While this is half in jest, the scenario for many visa holders, such as H1-Bs and H4s, is not unlike the quirks of the system alluded to in the above quip. Only, in this case, the joke is on them, the legal immigrants.
Those who are here entirely illegally—over 13 million of them—seem to be quite free to live and work as they please, even if it may be in the underground economy. In contrast, many of those who labored for months and years with grueling requirements of documentation, hefty legal fees, and years of waiting to finally make it into the United States legally, are often straight-jacketed by archaic and bureaucratic requirements. To further complicate things for them, these requirements and rules are often fickle, arbitrary, and onerous. They are also unjust, considering a broader environment that has abundantly, if discreetly, sanctioned outright illegality.
As a result we have thousands of H4s (spouses of H1-Bs), many of whom are highly educated and qualified, who are fuming at home, unable to productively engage themselves in the workforce, even while millions of those who have no legal status whatsoever are happily mowing lawns, working in factories, and involved in other such acts of gainful employment.
This is not about starting a class warfare amongst various stripes of immigrants. Yes, undocumented aliens, too, have their set of grievances and challenges, and at the political front, a unified voice is perhaps needed. But this shouldn’t prevent us from identifying and isolating the unique and valid grievances of H1-B visa holders and their spouses. Their lives are often on standby, with uncertainty the only vista in front of them. Not being able to set down roots for years on end due to the uncertainty is in itself a grievance. It gets worse when the same visa status limits their career options.
A recent article in The New York Times begins, “Where’s Sanjay?” and tells about the plight of Sanjay G. Mavinkurve, who, while at Harvard in 2003, wrote some of the computer code for the student networking site that later became the basis of Facebook, the social networking phenomenon. Mavinkurve, who now is a key engineer at Google, has had to move to Canada so that his wife, an H4 visa holder, can pursue her career ambitions.

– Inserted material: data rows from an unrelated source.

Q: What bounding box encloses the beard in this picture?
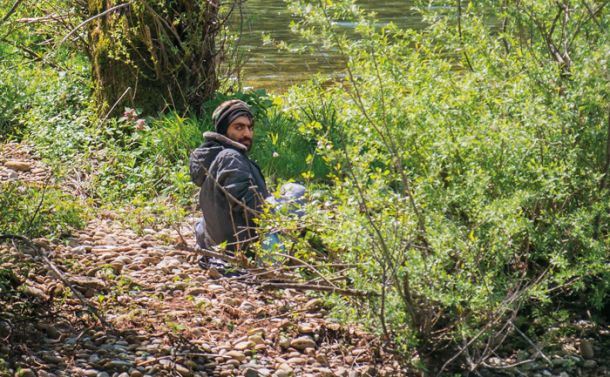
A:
[239,138,252,150]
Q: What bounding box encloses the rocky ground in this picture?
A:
[0,143,400,377]
[1,142,609,377]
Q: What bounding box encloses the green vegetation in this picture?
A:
[0,182,85,239]
[1,0,609,374]
[261,0,610,372]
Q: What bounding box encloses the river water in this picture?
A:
[236,0,421,92]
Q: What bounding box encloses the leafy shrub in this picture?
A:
[272,0,610,372]
[0,182,85,239]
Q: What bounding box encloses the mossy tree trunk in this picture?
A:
[87,0,223,116]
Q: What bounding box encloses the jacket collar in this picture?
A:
[203,131,248,153]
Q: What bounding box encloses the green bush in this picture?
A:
[272,0,610,372]
[0,182,85,239]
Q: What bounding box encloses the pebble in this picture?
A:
[244,368,260,377]
[4,160,32,171]
[304,298,323,312]
[234,341,254,351]
[208,284,224,293]
[583,360,597,369]
[225,350,246,362]
[290,336,316,351]
[287,357,307,365]
[175,363,192,377]
[16,369,36,377]
[579,339,594,359]
[297,323,315,334]
[156,257,182,271]
[278,337,290,350]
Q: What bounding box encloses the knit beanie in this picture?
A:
[212,100,253,135]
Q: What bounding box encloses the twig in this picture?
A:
[511,321,553,366]
[97,87,131,127]
[0,234,108,327]
[0,0,23,26]
[24,172,52,235]
[57,2,133,48]
[271,252,338,289]
[259,282,377,297]
[190,246,251,268]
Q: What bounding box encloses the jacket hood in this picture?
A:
[203,131,248,153]
[189,132,249,187]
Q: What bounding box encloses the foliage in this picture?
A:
[273,0,610,372]
[0,182,85,239]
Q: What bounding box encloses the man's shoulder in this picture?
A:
[213,148,251,169]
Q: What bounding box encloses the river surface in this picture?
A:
[236,0,421,92]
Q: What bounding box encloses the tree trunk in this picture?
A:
[87,0,222,117]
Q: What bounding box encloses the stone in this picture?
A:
[315,354,328,366]
[16,369,36,377]
[335,367,351,377]
[73,245,93,253]
[277,363,293,374]
[278,337,290,350]
[20,284,49,301]
[579,339,594,359]
[583,360,597,369]
[83,369,99,377]
[552,358,569,368]
[239,302,256,312]
[304,298,323,312]
[106,359,133,370]
[175,364,192,377]
[286,357,306,365]
[290,336,316,351]
[297,323,314,334]
[156,257,182,271]
[243,368,260,377]
[225,351,246,363]
[70,276,106,291]
[248,335,265,345]
[186,287,207,296]
[234,341,253,351]
[41,324,61,339]
[558,372,569,377]
[208,268,222,280]
[208,284,224,293]
[5,160,32,171]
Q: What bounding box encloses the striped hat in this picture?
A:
[212,100,253,135]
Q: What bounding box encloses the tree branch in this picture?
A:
[259,282,377,297]
[57,1,133,48]
[0,234,108,327]
[0,0,24,26]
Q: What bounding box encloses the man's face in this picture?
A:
[226,116,254,151]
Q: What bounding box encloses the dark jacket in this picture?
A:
[189,132,269,251]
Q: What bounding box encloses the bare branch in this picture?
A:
[57,1,133,48]
[0,234,108,327]
[0,0,24,27]
[259,282,377,297]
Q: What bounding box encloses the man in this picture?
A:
[189,99,269,255]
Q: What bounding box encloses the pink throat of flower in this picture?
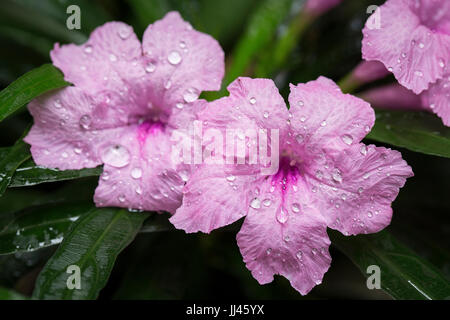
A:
[137,121,165,146]
[269,156,301,194]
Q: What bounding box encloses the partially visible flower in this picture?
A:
[421,75,450,126]
[170,76,413,295]
[362,0,450,126]
[362,0,450,94]
[24,12,224,212]
[304,0,343,17]
[359,83,424,110]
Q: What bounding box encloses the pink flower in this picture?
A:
[304,0,343,17]
[362,0,450,125]
[359,83,424,111]
[170,77,413,295]
[24,12,224,212]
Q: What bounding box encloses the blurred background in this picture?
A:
[0,0,448,300]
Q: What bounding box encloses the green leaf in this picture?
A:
[367,110,450,158]
[0,286,27,300]
[330,229,450,300]
[207,0,293,99]
[0,135,31,197]
[0,64,69,122]
[0,0,87,45]
[32,208,149,300]
[0,202,94,255]
[9,158,102,188]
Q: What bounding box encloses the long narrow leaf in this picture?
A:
[32,208,149,299]
[330,229,450,300]
[0,64,69,122]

The Times article then launched into what it described as the folly of the U.S. government in not being able to retain bright entrepreneurs such as Mavinkurve, who pay high taxes, create jobs, and breed innovation. However, whether it is a celebrated techie or not, the greater incredulity is this: Why would the U.S. government invite workers to the country under the skilled immigrant labor program and then subject them to complex and seemingly arbitrary standards that make their lives more restrictive than those of undocumented aliens?